Executive decisions for these organizations’ actions will be made by about five hundred people. They will be good people. Patriotic politicians, concerned for the fate of their beloved nation’s citizens; conscientious hard-working corporate executives, fulfilling their obligations to their board and their shareholders. Men, for the most part; family men for the most part: well-educated, well-meaning. Pillars of the community.
Givers to charity. When they go to the concert hall of an evening, their hearts will stir at the somber majesty of Brahms’s Fourth Symphony. They will want the best for their children.

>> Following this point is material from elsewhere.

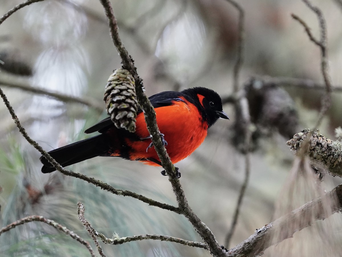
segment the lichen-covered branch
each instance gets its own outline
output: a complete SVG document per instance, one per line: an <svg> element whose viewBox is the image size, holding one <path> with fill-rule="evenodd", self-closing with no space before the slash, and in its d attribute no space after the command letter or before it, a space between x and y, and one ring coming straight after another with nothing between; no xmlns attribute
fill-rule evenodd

Kim Stanley Robinson, The Ministry for the Future
The Hebrew tradition speaks of those hidden good people who keep the world from falling apart, the Tzadikim Nistarim, the hidden righteous ones. In some versions they are thirty-six in number, and thus are called the Lamed-Vav Tzadikim, the thirty-six righteous ones. Sometimes this belief is connected with the story of Sodom and Gomorrah, and God’s promise that if he could be shown even fifty good men in these cities (and then ten, and then one) he would spare them from destruction. Other accounts refer the idea to the Talmud and its frequent references to hidden anonymous good actors. The hidden quality of the nistarim is important; they are ordinary people, who emerge and act when needed to save their people, then sink back into anonymity as soon as their task is accomplished. When the stories emphasize that they are thirty-six in number, it is always included in the story that they have been scattered across the Earth by the Jewish diaspora, and have no idea who the others are. Indeed they usually don’t know that they themselves are one of the thirty-six, as they are always exemplars of humility, anavah. So if anyone were to proclaim himself to be one of the Lamed-Vav, this would be proof that actually he was not. The Lamed-Vav are generally too modest to believe they could be one of these special actors. And yet this doesn’t keep them from being effective when the moment comes. They live their lives like everyone else, and then, when the crucial moment comes, they act.
If there are other secret actors influencing human history, as maybe there are, we don’t know about them. We very seldom get glimpses of them. If they exist. They may be just stories we tell ourselves, hoping that things might make sense, have an explanation, and so on. But no. Things don’t make sense like that. The stories of secret actors are the secret action.